Mesmo com a queda expressiva, os fundos focados em ativos digitais ainda demonstram apelo entre investidores. Os US$ 3 bilhões em aportes representaram 2,8% das entradas totais registradas pelos ETFs iShares da BlackRock no período, que incluem também fundos de ações, renda fixa e estratégias alternativas. No entanto, a representatividade em termos de receita foi modesta: os ETFs de cripto geraram apenas US$ 34 milhões em taxas — menos de 1% da receita de longo prazo da empresa.
No fim do trimestre, a gestora administrava aproximadamente US$ 50,3 bilhões em ativos digitais, valor que representa cerca de 0,5% do total de mais de US$ 10 trilhões sob gestão da companhia.

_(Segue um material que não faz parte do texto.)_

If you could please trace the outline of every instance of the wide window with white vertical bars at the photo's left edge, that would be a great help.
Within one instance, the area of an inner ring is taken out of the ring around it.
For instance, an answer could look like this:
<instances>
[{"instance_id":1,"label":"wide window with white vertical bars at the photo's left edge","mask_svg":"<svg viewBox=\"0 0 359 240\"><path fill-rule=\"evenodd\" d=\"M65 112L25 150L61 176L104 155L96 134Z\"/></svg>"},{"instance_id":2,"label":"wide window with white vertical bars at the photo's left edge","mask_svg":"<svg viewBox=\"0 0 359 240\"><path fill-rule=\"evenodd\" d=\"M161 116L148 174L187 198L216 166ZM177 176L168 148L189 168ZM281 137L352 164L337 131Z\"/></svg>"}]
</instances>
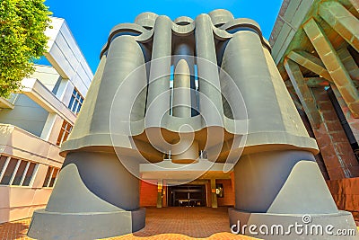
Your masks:
<instances>
[{"instance_id":1,"label":"wide window with white vertical bars at the photo's left edge","mask_svg":"<svg viewBox=\"0 0 359 240\"><path fill-rule=\"evenodd\" d=\"M11 156L0 156L0 184L30 186L37 164Z\"/></svg>"}]
</instances>

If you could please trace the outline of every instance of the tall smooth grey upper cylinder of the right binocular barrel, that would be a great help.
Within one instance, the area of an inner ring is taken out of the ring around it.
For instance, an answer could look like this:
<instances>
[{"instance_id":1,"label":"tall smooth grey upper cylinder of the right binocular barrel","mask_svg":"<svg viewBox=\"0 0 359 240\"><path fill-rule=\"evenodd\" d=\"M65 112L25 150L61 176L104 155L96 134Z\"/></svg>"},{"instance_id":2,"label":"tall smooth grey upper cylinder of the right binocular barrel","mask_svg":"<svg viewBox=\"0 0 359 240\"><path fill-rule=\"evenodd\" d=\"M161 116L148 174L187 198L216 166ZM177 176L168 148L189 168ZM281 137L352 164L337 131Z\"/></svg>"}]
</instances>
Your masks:
<instances>
[{"instance_id":1,"label":"tall smooth grey upper cylinder of the right binocular barrel","mask_svg":"<svg viewBox=\"0 0 359 240\"><path fill-rule=\"evenodd\" d=\"M233 118L241 120L248 117L251 122L249 132L267 132L272 129L285 131L283 124L279 124L283 118L278 102L268 101L276 99L277 96L258 34L254 31L236 32L224 50L222 67L234 82L232 87L230 85L225 88L225 92L223 90L232 107ZM226 79L221 79L223 84L224 80ZM266 91L258 94L258 87ZM285 90L285 87L283 89ZM238 94L242 95L245 106L235 101ZM243 107L248 116L243 114Z\"/></svg>"}]
</instances>

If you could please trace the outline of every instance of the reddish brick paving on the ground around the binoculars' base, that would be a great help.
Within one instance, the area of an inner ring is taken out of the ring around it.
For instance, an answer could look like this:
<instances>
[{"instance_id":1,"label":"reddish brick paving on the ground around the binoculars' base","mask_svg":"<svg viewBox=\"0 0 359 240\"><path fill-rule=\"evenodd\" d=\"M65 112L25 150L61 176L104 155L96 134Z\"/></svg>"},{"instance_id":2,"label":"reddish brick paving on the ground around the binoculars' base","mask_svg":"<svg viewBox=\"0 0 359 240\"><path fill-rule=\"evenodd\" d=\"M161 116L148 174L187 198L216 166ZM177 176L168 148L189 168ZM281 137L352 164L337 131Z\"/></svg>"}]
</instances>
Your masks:
<instances>
[{"instance_id":1,"label":"reddish brick paving on the ground around the binoculars' base","mask_svg":"<svg viewBox=\"0 0 359 240\"><path fill-rule=\"evenodd\" d=\"M255 239L230 233L227 208L146 209L146 227L126 236L108 239ZM0 239L31 239L26 236L30 218L0 225Z\"/></svg>"}]
</instances>

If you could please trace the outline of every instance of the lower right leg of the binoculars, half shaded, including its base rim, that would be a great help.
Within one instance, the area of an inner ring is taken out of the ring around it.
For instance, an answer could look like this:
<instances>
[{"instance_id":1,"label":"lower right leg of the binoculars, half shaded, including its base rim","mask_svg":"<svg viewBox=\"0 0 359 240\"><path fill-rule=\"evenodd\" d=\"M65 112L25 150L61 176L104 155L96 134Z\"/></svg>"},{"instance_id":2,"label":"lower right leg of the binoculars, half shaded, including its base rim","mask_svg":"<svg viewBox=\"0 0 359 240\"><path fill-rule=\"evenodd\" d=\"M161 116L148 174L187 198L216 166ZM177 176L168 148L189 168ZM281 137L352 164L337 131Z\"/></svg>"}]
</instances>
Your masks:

A retração nas aplicações ocorre em meio à fraqueza do mercado de criptomoedas nos primeiros meses do ano. O desempenho morno dos preços de bitcoin e ether, aliados à cautela dos investidores diante de um cenário macroeconômico instável no início do novo governo Trump, impactaram diretamente o volume de ingressos nos ETFs. No mesmo período, os ingressos gerais da família iShares caíram 70%, de US$ 281 bilhões no quarto trimestre para US$ 84 bilhões no primeiro trimestre de 2025.
Apesar da desaceleração, os números ainda apontam para uma base sólida de demanda pelos fundos cripto, sugerindo que o setor continua relevante no portfólio de investidores institucionais, ainda que com menor intensidade frente aos picos recentes.